On the sidewalk, the sweating extras seemed thrilled at the thought of Chiun leaving. All nine simultaneously glanced at their watches.
"I understand." The wardrobe woman nodded.
"Sir?" She directed Chiun toward the jeep he'd commandeered.
The Master of Sinanju was only too delighted to go.
"I cannot wait to tell Remo," the old man said, beaming. "I have been discovered."
As Chiun got in the back, the woman climbed in next to the driver. A moment later, they were zipping back in the direction from which Chiun had come mere minutes before.
"Thank God," Arlen exhaled as the jeep vanished down Fifty-seventh. "Next film I work on? No writer," he vowed.
Script in hand, he hurried over to his assistant.
REMO KNEW they were dangerously close to Hollywood airspace when the copilot and navigator came back to discuss the scripts they'd each written. Tortilli took their numbers and shooed them back to the cockpit.
Not only did the director arrange to have their pla
ne land immediately upon arrival over Los Angeles International Airport, but he'd also used the phone on the jet to call ahead for transportation. A long black limousine was waiting for them on the tarmac. They were speeding away from the sleek aircraft less than thirty seconds after they'd deplaned.
"Any news about Taurus?" Tortilli asked the driver.
"Taurus?" the limo driver said. "Are they still in business?"
In the backseat, Tortilli glanced to Remo. "Guess that means it hasn't blown up yet, huh?" Hope tripped in Remo's chest.
"Put on the radio," he commanded the driver.
"There's one back there, sir," the man offered. Remo looked down on the row of knobs and buttons arranged on the seat panel. It looked more complicated than the cockpit of the plane he'd just left behind. He saw a TV screen set into the console. Remo opted for this over the radio.
He flipped a switch. A panel opened over an ice bucket. He hit another button. The sunroof slid open, revealing sunny, blue California sky.

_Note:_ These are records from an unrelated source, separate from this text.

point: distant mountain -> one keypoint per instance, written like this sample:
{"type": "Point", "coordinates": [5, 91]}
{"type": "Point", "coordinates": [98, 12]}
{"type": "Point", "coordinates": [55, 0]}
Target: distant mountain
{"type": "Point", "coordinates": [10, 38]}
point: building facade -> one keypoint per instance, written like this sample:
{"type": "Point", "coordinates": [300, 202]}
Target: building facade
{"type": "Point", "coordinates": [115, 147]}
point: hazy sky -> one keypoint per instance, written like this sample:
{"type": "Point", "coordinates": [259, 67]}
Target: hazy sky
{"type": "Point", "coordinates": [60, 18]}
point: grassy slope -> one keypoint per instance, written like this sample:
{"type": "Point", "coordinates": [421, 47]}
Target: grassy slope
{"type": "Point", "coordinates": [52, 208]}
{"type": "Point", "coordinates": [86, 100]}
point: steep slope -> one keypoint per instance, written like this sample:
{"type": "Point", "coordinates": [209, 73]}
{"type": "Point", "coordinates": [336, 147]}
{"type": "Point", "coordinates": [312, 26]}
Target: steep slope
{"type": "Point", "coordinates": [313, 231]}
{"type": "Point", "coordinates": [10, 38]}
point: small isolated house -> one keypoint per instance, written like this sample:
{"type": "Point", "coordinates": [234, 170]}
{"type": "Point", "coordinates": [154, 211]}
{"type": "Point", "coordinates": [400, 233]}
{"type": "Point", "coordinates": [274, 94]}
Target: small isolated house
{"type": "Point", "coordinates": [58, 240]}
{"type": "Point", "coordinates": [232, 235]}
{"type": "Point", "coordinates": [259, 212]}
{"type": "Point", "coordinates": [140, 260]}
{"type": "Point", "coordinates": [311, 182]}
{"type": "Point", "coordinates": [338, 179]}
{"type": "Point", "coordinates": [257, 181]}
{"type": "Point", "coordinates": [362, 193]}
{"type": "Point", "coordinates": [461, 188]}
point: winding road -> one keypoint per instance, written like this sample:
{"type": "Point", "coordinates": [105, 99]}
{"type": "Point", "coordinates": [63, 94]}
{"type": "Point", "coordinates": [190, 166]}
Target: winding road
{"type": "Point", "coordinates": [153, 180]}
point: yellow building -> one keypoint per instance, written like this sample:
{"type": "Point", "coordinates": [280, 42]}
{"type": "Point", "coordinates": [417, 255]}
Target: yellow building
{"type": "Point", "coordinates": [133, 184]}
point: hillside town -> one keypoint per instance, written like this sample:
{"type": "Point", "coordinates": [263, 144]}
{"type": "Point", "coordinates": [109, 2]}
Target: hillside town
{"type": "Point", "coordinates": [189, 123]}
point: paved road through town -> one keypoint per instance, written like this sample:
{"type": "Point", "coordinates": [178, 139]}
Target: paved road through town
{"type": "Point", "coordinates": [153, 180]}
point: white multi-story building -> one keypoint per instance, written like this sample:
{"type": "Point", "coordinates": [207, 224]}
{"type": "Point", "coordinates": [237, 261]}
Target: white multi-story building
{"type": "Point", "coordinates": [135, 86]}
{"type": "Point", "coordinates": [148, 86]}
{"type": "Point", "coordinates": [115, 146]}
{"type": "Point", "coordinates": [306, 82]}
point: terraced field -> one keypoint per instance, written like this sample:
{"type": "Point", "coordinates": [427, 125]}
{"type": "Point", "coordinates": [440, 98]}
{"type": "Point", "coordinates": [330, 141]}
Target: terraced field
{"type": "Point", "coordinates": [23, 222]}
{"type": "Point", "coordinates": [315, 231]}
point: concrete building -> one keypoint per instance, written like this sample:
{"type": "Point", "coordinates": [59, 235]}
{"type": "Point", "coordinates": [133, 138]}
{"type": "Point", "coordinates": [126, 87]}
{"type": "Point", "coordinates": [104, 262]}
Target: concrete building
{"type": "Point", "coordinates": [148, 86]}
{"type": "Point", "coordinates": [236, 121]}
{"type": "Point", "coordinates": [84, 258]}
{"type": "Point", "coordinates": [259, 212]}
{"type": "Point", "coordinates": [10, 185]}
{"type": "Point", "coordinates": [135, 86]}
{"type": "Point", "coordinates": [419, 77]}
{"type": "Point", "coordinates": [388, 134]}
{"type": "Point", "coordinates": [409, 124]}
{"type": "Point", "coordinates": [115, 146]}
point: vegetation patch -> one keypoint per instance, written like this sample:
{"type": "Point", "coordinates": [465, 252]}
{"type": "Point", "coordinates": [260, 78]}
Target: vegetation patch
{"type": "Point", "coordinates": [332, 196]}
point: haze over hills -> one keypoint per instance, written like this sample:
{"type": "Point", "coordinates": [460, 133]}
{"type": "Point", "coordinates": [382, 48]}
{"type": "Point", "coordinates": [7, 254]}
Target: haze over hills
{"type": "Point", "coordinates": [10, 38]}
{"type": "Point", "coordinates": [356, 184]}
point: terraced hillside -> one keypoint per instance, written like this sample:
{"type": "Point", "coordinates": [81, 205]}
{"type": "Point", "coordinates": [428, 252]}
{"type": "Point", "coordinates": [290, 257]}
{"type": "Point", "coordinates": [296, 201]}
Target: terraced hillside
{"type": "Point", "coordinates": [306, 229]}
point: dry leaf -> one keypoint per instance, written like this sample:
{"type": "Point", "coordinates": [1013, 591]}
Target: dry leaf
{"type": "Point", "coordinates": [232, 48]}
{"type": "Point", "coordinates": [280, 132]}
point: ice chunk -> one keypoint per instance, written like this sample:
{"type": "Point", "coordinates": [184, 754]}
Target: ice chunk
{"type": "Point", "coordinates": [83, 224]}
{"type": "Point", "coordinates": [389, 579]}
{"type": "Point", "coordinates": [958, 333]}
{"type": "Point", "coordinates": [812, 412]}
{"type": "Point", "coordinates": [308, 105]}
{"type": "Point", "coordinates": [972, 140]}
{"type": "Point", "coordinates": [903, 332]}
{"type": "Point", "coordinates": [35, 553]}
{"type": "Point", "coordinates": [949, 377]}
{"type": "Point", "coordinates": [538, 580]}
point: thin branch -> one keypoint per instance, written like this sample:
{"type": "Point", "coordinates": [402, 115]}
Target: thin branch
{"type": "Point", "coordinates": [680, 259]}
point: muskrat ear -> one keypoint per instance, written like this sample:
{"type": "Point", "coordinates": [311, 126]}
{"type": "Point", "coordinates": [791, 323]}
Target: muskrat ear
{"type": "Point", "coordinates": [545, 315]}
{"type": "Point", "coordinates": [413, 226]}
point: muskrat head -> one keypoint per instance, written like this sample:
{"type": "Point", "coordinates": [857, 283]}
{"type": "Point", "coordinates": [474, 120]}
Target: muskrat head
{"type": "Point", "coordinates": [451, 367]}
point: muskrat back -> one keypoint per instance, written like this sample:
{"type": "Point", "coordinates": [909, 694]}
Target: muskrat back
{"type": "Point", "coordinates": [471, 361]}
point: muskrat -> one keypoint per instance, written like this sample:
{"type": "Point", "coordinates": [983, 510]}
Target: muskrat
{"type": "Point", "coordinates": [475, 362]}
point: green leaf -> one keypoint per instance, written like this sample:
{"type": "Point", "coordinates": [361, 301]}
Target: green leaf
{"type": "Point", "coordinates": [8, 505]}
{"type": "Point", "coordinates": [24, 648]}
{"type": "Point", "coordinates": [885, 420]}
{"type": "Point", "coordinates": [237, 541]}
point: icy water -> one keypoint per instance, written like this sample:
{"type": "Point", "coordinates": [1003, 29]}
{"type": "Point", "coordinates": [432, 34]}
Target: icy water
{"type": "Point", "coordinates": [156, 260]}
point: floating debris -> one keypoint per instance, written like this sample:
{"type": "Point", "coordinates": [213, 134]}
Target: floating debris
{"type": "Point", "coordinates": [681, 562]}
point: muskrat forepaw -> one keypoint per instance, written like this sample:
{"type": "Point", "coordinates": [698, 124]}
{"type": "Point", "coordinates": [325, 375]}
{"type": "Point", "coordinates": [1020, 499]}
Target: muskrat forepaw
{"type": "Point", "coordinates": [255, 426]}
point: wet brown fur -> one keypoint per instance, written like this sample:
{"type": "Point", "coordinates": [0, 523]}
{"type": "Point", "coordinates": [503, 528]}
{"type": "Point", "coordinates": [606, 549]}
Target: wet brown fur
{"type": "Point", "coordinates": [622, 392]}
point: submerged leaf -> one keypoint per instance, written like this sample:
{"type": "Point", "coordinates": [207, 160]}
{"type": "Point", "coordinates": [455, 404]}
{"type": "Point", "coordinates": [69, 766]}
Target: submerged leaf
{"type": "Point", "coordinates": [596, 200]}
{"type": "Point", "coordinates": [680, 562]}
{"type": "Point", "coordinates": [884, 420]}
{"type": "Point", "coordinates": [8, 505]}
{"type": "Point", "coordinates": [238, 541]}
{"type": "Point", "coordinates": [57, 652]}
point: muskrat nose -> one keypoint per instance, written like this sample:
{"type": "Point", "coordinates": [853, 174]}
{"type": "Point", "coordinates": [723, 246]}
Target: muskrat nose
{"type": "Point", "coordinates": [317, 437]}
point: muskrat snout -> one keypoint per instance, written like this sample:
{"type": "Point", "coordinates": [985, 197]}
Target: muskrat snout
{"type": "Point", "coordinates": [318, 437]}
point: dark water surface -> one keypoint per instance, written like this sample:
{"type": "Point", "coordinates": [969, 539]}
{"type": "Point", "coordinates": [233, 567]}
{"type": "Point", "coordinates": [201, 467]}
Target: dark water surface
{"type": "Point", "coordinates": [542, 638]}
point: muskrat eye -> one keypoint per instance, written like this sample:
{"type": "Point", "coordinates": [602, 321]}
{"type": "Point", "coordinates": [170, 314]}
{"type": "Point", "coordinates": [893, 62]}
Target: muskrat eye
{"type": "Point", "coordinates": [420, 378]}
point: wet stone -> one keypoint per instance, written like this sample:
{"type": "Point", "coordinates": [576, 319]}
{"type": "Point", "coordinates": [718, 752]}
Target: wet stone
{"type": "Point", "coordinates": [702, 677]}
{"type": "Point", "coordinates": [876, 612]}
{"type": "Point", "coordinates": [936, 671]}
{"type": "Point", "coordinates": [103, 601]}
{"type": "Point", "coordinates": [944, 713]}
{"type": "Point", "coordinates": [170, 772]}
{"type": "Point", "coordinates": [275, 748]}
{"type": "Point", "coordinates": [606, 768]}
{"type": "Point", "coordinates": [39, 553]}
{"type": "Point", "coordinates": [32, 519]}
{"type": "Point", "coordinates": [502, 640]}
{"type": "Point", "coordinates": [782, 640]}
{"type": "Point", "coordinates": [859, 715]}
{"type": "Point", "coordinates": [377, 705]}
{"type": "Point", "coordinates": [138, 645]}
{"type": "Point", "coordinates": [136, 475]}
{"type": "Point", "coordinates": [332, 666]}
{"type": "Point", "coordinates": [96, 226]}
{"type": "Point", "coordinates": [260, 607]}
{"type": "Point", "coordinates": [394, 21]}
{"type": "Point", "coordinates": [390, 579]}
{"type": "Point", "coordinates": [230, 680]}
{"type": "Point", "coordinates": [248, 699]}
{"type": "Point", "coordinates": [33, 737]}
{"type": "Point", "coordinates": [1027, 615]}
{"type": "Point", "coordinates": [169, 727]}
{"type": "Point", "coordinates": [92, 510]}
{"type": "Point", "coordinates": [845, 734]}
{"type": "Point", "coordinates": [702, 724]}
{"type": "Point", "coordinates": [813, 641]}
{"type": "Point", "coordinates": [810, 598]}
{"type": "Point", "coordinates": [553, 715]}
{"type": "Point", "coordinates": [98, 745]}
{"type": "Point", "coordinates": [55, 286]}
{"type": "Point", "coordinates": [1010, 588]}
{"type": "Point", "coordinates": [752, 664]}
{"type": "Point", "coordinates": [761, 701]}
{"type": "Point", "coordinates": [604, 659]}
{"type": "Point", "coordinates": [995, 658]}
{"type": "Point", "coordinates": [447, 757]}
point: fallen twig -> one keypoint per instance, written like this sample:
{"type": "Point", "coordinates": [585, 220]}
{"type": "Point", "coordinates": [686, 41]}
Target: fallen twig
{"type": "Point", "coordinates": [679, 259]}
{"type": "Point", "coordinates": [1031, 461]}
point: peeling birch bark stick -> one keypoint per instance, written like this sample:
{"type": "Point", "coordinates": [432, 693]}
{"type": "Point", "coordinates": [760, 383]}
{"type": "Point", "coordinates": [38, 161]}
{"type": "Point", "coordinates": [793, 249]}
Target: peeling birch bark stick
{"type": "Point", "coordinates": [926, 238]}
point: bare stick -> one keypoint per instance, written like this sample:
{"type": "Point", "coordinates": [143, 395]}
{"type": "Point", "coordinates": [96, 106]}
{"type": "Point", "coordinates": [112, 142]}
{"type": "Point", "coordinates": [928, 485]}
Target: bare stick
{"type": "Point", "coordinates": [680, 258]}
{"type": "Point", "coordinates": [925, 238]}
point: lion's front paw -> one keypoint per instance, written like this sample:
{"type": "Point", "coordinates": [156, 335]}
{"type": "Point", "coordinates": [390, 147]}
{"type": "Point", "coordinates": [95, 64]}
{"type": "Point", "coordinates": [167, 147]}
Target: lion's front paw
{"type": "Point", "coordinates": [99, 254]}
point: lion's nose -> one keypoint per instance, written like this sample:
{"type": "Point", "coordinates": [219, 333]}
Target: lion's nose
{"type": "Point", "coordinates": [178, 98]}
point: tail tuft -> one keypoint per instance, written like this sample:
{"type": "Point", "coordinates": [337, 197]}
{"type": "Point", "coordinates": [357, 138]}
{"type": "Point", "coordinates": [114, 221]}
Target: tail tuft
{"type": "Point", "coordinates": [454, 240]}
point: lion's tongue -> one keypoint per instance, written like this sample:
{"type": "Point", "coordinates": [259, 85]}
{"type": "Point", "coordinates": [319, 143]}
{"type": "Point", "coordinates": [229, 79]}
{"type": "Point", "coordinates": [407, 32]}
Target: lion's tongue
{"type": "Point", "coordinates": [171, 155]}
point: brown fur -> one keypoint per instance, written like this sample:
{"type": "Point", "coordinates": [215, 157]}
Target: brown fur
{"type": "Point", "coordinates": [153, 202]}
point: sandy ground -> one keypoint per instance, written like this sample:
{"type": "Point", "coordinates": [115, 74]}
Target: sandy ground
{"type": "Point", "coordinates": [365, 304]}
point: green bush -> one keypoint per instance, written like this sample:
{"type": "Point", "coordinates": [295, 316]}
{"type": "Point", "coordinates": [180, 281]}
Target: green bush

"Just put on the damn radio," Remo ordered sourly.
The driver did as he was told.
There was nothing about Taurus Studios on any of the local stations. If a bomb had leveled the place, it would have merited a bulletin. He listened for only a few minutes.
"Shut it off," Remo insisted, sinking glumly back into the plush seat.
His heart thrummed an anxious chorus. As he tapped nervously on the seat, his eyes alighted on the car's phone.
He could have called Smith. Under any other circumstances, would have called him without hesitation. But thanks to Chiun, he couldn't. This was all his fault.
"Old egomaniac," he muttered to himself.
"What?"
The voice drew him from his trance. When he glanced at Quintly Tortilli, his gaze was immediately pulled beyond the director. There was a car parked next to them.
Remo suddenly realized they'd stopped. "Hurry up," he ordered the driver.
"I'm sorry, sir," the limo driver apologized. "The freeway's clogged."
Craning his neck over the driver's shoulder, Remo saw that it was true. Bumper-to-bumper traffic extended as far as the eye could see. At this rate, it would take forever to get to Taurus. By the time he got there, anything could have happened. "Dammit, Chiun," Remo barked.